Weird feeling, a little odd and numb and empty to hear about the latest in a recent run of musicians moving on. I remember looking up a long list of bands who released albums in 1982 and thinking to include “Special Beat Service.” I ought to dust it off this week. Part of it is seeing how clearly he was who he was so young, and that the clarity lasted and can still be seen by so many. Part of it is marveling at the band going by two names, and then its leads forming a completely different project, and then its leads forming versions of the original band: nobody does anything like that anymore, do they?
Up early and out to drop A. off, and then off to wait out the tail end of the morning’s inbound rush-hour traffic. I wandered through a big-box store under renovation. I hadn’t set foot in the place in months, but seeing the tile stripped away to rudely reveal cement made it feel even more under-construction than the rearranged aisles and extensive clearance-sale racks. I went back and forth on buying a $20 analog watch, but figured it made more sense to try to replace the metal watch band instead. I did spring for a 3.5mm-to-Lightning adapter, thanks to the clerk managing to tear his eyes away from his iPhone streaming today’s product-announcement event. I stared at some promising bands before realizing they were for smart watches. Glad I got smart, just in time. Then home for a little piano time before work and weather.
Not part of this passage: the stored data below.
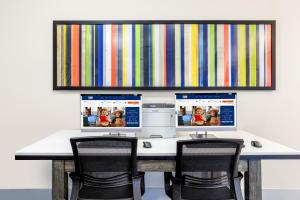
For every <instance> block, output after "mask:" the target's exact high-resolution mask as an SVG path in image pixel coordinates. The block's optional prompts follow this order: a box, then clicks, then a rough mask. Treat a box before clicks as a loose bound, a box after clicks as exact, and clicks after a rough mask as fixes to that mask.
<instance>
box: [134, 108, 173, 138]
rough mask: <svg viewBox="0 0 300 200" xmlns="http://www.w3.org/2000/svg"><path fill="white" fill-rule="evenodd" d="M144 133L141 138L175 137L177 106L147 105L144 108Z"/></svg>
mask: <svg viewBox="0 0 300 200" xmlns="http://www.w3.org/2000/svg"><path fill="white" fill-rule="evenodd" d="M142 113H143V116H142V132H141V133H139V134H140V137H144V138H149V137H153V138H155V137H163V138H169V137H175V136H176V128H175V117H176V115H175V105H174V104H167V103H145V104H143V108H142Z"/></svg>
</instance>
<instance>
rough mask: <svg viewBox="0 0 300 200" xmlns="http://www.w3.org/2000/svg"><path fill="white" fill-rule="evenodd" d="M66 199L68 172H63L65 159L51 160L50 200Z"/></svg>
mask: <svg viewBox="0 0 300 200" xmlns="http://www.w3.org/2000/svg"><path fill="white" fill-rule="evenodd" d="M67 199H68V173H65V161H64V160H53V161H52V200H67Z"/></svg>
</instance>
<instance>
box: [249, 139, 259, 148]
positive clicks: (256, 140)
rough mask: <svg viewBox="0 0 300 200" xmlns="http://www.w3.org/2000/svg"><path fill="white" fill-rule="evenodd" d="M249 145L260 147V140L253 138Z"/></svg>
mask: <svg viewBox="0 0 300 200" xmlns="http://www.w3.org/2000/svg"><path fill="white" fill-rule="evenodd" d="M251 146H253V147H256V148H261V147H262V144H261V143H260V141H257V140H254V141H251Z"/></svg>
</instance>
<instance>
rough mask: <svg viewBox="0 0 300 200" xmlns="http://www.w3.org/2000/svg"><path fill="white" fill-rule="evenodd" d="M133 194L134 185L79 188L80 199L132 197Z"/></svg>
mask: <svg viewBox="0 0 300 200" xmlns="http://www.w3.org/2000/svg"><path fill="white" fill-rule="evenodd" d="M132 195H133V194H132V185H126V186H121V187H114V188H97V187H88V186H83V187H82V188H81V189H80V190H79V199H80V200H88V199H89V200H101V199H132Z"/></svg>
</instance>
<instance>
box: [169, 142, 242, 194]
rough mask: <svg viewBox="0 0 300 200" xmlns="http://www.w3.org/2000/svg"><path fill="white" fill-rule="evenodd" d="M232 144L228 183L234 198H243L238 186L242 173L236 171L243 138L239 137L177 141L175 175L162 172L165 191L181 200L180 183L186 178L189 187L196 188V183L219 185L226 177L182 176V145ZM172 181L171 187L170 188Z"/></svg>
mask: <svg viewBox="0 0 300 200" xmlns="http://www.w3.org/2000/svg"><path fill="white" fill-rule="evenodd" d="M220 143H221V144H232V145H235V146H236V147H237V148H236V151H235V155H234V158H235V159H234V161H233V163H232V165H233V166H232V167H231V168H230V169H232V171H230V172H229V175H230V177H229V178H230V185H231V186H232V189H231V190H232V191H233V194H234V197H235V198H234V199H236V200H243V195H242V191H241V187H240V182H241V179H242V178H243V175H242V174H241V173H240V172H238V163H239V158H240V153H241V150H242V147H243V143H244V141H243V140H240V139H222V138H206V139H193V140H181V141H177V156H176V171H175V177H174V176H173V175H172V172H166V173H165V174H164V178H165V192H166V194H167V195H168V196H169V197H172V199H174V200H181V198H182V197H181V196H182V195H181V188H182V183H184V182H185V181H186V180H188V181H189V182H190V183H192V184H191V185H190V187H195V188H197V185H201V188H205V187H207V188H213V187H220V186H222V184H223V183H225V182H226V181H227V180H228V179H227V176H220V177H218V178H208V179H205V178H201V179H200V178H199V179H198V178H196V177H192V176H187V175H185V176H182V164H183V163H182V162H183V146H184V145H193V144H195V145H196V144H212V145H213V144H220ZM170 182H171V183H172V187H173V189H172V190H171V185H170Z"/></svg>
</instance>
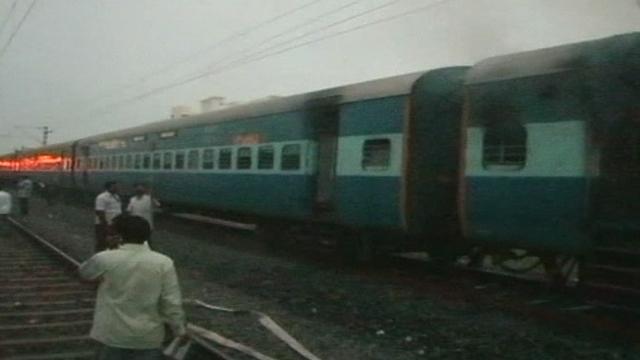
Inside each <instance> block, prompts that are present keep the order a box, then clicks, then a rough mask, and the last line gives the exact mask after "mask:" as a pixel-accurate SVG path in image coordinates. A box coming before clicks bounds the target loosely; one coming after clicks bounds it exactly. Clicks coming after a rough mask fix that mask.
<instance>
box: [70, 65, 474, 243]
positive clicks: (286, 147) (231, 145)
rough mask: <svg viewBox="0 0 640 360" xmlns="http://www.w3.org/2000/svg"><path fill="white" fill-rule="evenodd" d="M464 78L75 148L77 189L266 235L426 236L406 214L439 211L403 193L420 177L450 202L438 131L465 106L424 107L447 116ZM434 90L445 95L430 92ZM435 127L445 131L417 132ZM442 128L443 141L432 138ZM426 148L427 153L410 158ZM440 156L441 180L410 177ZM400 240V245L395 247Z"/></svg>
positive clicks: (278, 100)
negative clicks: (333, 227) (418, 211)
mask: <svg viewBox="0 0 640 360" xmlns="http://www.w3.org/2000/svg"><path fill="white" fill-rule="evenodd" d="M461 71H462V70H461V69H452V70H444V71H441V72H440V73H433V75H431V76H430V75H426V77H421V76H422V74H409V75H405V76H399V77H393V78H389V79H383V80H376V81H371V82H366V83H362V84H357V85H350V86H345V87H341V88H336V89H330V90H325V91H320V92H315V93H311V94H304V95H299V96H292V97H286V98H276V99H271V100H268V101H264V102H257V103H252V104H247V105H243V106H237V107H232V108H228V109H223V110H221V111H216V112H213V113H207V114H202V115H197V116H191V117H187V118H181V119H172V120H166V121H162V122H157V123H153V124H150V125H145V126H141V127H136V128H132V129H127V130H123V131H117V132H113V133H109V134H104V135H99V136H95V137H91V138H87V139H83V140H81V141H79V142H78V143H77V153H78V157H77V158H76V163H75V168H76V169H77V171H75V172H74V176H75V179H74V181H75V182H76V183H77V184H81V186H83V187H85V188H86V189H87V190H91V191H99V188H100V186H101V184H102V183H103V182H104V181H106V180H108V179H116V180H118V181H120V182H121V183H123V184H127V185H130V184H133V183H135V182H140V181H142V182H146V183H149V184H151V185H152V187H153V189H154V193H155V194H156V195H157V196H158V197H159V198H160V199H161V200H162V201H163V202H165V203H167V204H171V205H172V206H175V207H182V208H190V209H192V210H194V209H195V210H200V211H214V212H218V213H219V212H224V213H225V215H227V216H237V217H242V218H244V219H248V220H250V221H258V222H260V223H261V224H262V225H263V227H264V228H269V229H276V228H277V229H281V228H283V227H286V226H288V225H290V224H291V223H292V222H295V223H298V224H299V223H305V224H331V225H333V226H335V225H340V227H341V228H343V229H345V230H346V229H350V230H357V231H355V232H349V234H350V235H354V234H360V233H362V232H363V231H364V230H368V231H369V233H372V231H376V233H378V234H379V233H385V234H401V235H402V234H407V233H416V234H417V233H420V234H423V233H424V232H425V229H427V226H426V225H427V224H426V222H425V221H426V220H424V217H425V216H426V215H427V213H422V214H420V215H419V219H418V218H416V219H413V218H411V217H410V216H407V214H408V213H409V212H408V210H409V209H417V208H419V207H420V206H421V204H422V203H423V201H424V203H429V204H430V206H431V207H432V208H433V209H435V206H439V204H436V202H434V201H433V200H429V199H427V198H428V197H429V196H430V195H433V194H429V193H428V192H426V193H420V195H418V196H415V197H414V196H412V194H410V193H409V192H408V191H416V192H419V191H421V190H423V186H422V185H421V184H420V182H423V181H426V180H425V179H427V180H428V179H431V180H433V181H436V182H437V181H440V180H442V179H445V180H443V181H444V182H445V183H447V185H446V186H445V187H447V189H448V190H446V191H448V192H449V195H448V197H449V198H448V199H449V200H451V199H450V198H451V196H455V195H452V194H455V187H454V188H451V185H452V183H454V182H455V179H456V176H455V175H454V172H455V163H456V161H455V158H456V157H457V155H453V156H452V155H451V154H450V153H449V151H454V152H455V154H457V137H456V136H454V133H455V130H446V128H448V127H451V128H454V129H457V128H458V125H457V124H458V121H456V116H457V119H459V115H460V111H459V109H460V108H461V107H460V106H459V103H460V101H459V99H461V96H458V107H457V113H456V114H453V115H447V116H443V117H442V119H440V118H439V117H438V116H436V115H438V113H437V112H434V111H431V112H429V111H428V110H429V106H430V103H428V101H427V100H428V99H429V98H430V97H431V96H433V95H434V94H435V96H436V97H437V98H438V99H439V100H440V101H441V104H445V103H446V104H447V105H442V106H443V107H442V109H449V108H451V106H450V105H451V104H452V103H455V100H454V99H453V97H451V98H449V94H450V92H451V89H453V88H454V87H451V86H450V85H449V84H448V83H447V81H449V79H451V80H452V81H455V82H457V84H458V86H457V88H458V89H461V75H460V74H461ZM449 72H451V73H452V74H453V73H455V74H456V75H455V76H453V75H449ZM436 74H438V75H436ZM416 80H417V82H416ZM430 82H433V83H437V84H439V85H438V86H441V87H442V89H441V91H440V92H438V91H436V92H435V93H434V94H432V93H430V92H429V90H428V89H427V88H428V84H429V83H430ZM450 88H451V89H450ZM459 94H460V91H458V95H459ZM425 101H426V103H425ZM433 103H435V104H437V103H438V102H437V101H435V102H433ZM425 104H426V105H425ZM425 106H427V107H426V108H425ZM447 106H449V107H447ZM443 111H444V110H443ZM447 111H449V110H447ZM434 119H436V120H438V119H439V120H438V121H440V124H443V125H442V126H435V124H432V125H426V124H425V122H429V121H435V120H434ZM409 129H413V130H412V131H414V134H409V133H408V132H409V131H410V130H409ZM441 130H446V136H445V137H440V136H438V135H436V134H437V132H438V131H441ZM423 133H425V134H423ZM408 139H410V141H408ZM444 139H447V141H450V142H451V144H456V145H451V144H449V145H448V146H445V147H444V148H443V149H438V148H437V147H436V146H435V144H442V143H443V142H446V141H445V140H444ZM438 146H439V145H438ZM422 148H424V149H426V150H427V151H429V152H430V155H429V156H416V157H408V156H407V154H410V153H412V152H421V151H423V149H422ZM444 149H446V150H444ZM436 158H437V159H438V160H437V161H440V162H441V163H439V164H440V165H438V166H440V167H441V168H442V169H443V171H445V170H446V171H447V172H448V173H447V174H446V175H442V176H441V177H440V180H437V179H436V178H437V177H438V176H437V174H436V173H437V172H436V171H433V172H432V174H429V175H426V176H425V173H422V172H420V171H412V172H408V170H407V169H409V168H411V169H414V170H415V169H420V168H423V167H425V166H428V165H429V160H428V159H436ZM408 161H411V162H415V163H416V165H415V166H408ZM437 161H436V163H437ZM426 173H429V171H428V170H427V171H426ZM452 179H453V180H452ZM128 190H129V189H128V188H125V191H128ZM425 196H426V197H427V198H425ZM408 199H411V200H412V201H408ZM453 203H455V202H450V203H449V205H450V206H449V208H451V207H453V205H452V204H453ZM433 209H432V210H431V211H433ZM435 223H436V222H434V223H432V224H431V225H435ZM410 226H411V229H410ZM348 238H349V240H354V239H358V240H359V239H361V237H360V236H349V237H348ZM386 239H388V237H387V238H386ZM399 239H402V240H404V237H403V236H400V237H396V238H395V239H393V240H394V241H395V242H396V243H400V242H401V241H398V240H399ZM376 241H377V239H376ZM355 242H356V243H359V241H355Z"/></svg>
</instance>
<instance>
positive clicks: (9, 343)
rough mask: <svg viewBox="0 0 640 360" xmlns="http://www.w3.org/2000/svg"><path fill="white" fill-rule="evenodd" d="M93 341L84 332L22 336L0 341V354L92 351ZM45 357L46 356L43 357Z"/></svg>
mask: <svg viewBox="0 0 640 360" xmlns="http://www.w3.org/2000/svg"><path fill="white" fill-rule="evenodd" d="M95 346H96V345H95V341H94V340H92V339H90V338H89V336H87V335H86V334H84V335H74V336H68V335H67V336H49V337H44V338H22V339H12V340H2V341H0V349H2V350H1V351H2V353H0V356H1V357H2V358H3V359H5V358H11V357H14V359H15V358H19V357H18V356H22V357H23V358H29V357H28V356H31V358H33V356H35V355H42V354H49V355H53V354H64V353H69V352H70V351H73V352H80V351H82V352H92V353H93V351H94V350H95ZM45 359H46V357H45Z"/></svg>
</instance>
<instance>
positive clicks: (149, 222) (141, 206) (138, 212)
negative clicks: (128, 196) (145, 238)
mask: <svg viewBox="0 0 640 360" xmlns="http://www.w3.org/2000/svg"><path fill="white" fill-rule="evenodd" d="M158 207H160V202H158V200H156V199H155V198H153V196H151V193H150V191H149V188H148V187H147V186H145V185H144V184H142V183H138V184H136V185H135V195H134V196H133V197H132V198H131V199H130V200H129V205H128V206H127V212H128V213H129V214H130V215H133V216H140V217H141V218H143V219H145V220H147V222H148V223H149V229H151V231H153V210H154V209H155V208H158ZM147 245H149V246H151V237H149V239H148V240H147Z"/></svg>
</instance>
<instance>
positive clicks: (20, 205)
mask: <svg viewBox="0 0 640 360" xmlns="http://www.w3.org/2000/svg"><path fill="white" fill-rule="evenodd" d="M32 192H33V182H32V181H31V179H29V177H28V176H23V177H22V178H21V179H20V181H19V182H18V204H19V205H20V214H21V215H28V214H29V198H31V193H32Z"/></svg>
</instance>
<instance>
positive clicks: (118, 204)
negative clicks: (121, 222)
mask: <svg viewBox="0 0 640 360" xmlns="http://www.w3.org/2000/svg"><path fill="white" fill-rule="evenodd" d="M104 189H105V191H104V192H102V193H101V194H100V195H98V196H97V197H96V207H95V210H96V226H95V230H96V244H95V251H96V252H99V251H102V250H105V249H107V248H108V247H109V244H107V236H109V235H111V233H112V229H111V225H112V222H113V219H114V218H115V217H116V216H118V215H120V214H121V213H122V203H121V202H120V195H118V183H117V182H115V181H107V182H106V183H105V184H104Z"/></svg>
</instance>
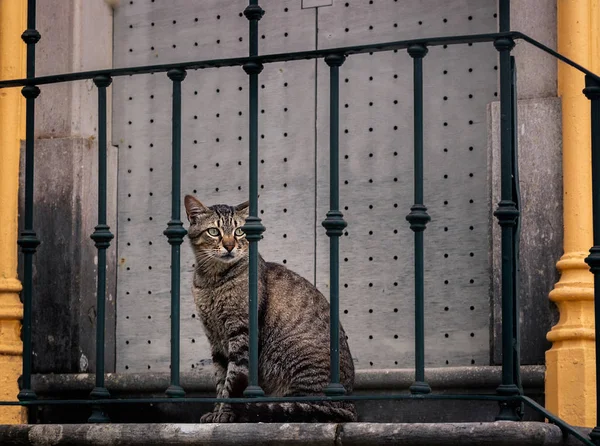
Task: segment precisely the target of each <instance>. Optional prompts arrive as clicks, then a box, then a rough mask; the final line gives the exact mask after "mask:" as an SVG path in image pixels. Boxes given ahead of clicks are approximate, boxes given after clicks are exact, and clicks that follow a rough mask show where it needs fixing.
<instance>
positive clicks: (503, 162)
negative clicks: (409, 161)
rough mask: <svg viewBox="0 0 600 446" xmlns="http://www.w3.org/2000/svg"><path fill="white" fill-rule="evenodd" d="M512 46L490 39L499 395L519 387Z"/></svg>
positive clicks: (502, 410)
mask: <svg viewBox="0 0 600 446" xmlns="http://www.w3.org/2000/svg"><path fill="white" fill-rule="evenodd" d="M499 13H500V14H499V29H500V31H507V30H510V1H509V0H500V3H499ZM514 46H515V43H514V41H513V40H512V39H511V38H507V37H506V38H500V39H496V40H495V41H494V47H495V48H496V50H497V51H498V52H499V53H500V152H501V153H500V165H501V179H500V183H501V185H500V189H501V194H500V202H499V203H498V208H497V210H496V212H494V215H495V216H496V218H497V219H498V223H499V224H500V227H501V228H502V229H501V232H502V234H501V237H502V241H501V247H502V384H500V386H498V388H497V390H496V392H497V393H498V394H500V395H506V396H515V395H518V394H519V388H518V387H517V385H516V382H515V374H514V347H515V338H514V288H513V287H514V271H513V267H514V259H515V257H514V256H515V253H514V251H513V248H514V227H515V226H516V224H517V219H518V217H519V210H518V209H517V207H516V203H515V202H514V201H513V177H512V175H513V147H512V145H513V140H514V133H513V132H514V130H515V129H513V116H512V115H513V104H512V85H511V83H512V82H511V81H512V72H511V71H512V70H511V62H510V51H511V50H512V49H513V47H514ZM517 407H518V402H517V401H503V402H501V403H500V413H499V414H498V416H497V417H496V419H497V420H513V421H517V420H519V415H518V413H517Z"/></svg>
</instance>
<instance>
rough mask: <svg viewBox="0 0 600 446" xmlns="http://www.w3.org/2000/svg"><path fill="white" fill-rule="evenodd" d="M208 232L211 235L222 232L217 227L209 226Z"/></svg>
mask: <svg viewBox="0 0 600 446" xmlns="http://www.w3.org/2000/svg"><path fill="white" fill-rule="evenodd" d="M206 232H208V235H210V236H211V237H218V236H219V235H221V232H220V231H219V230H218V229H217V228H208V229H207V230H206Z"/></svg>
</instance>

I wasn’t expecting this to be one of the songs I liked on Lucy Rose’s new album “No Words Left.” I can’t read the title, after all, without thinking of the song on Frank Ocean’s “Blond(e)” album, or one of the verses in St. Vincent’s “New York.” If you’re going for it, then you’d better be able to make it work, make it more than an easy aural pun. Maybe it’s the melancholy in the major sevenths, or the orchestration at the margins, but to my ears she clears the bar and then some. I’ll try it out a few more times to see if I can sort out the best bits.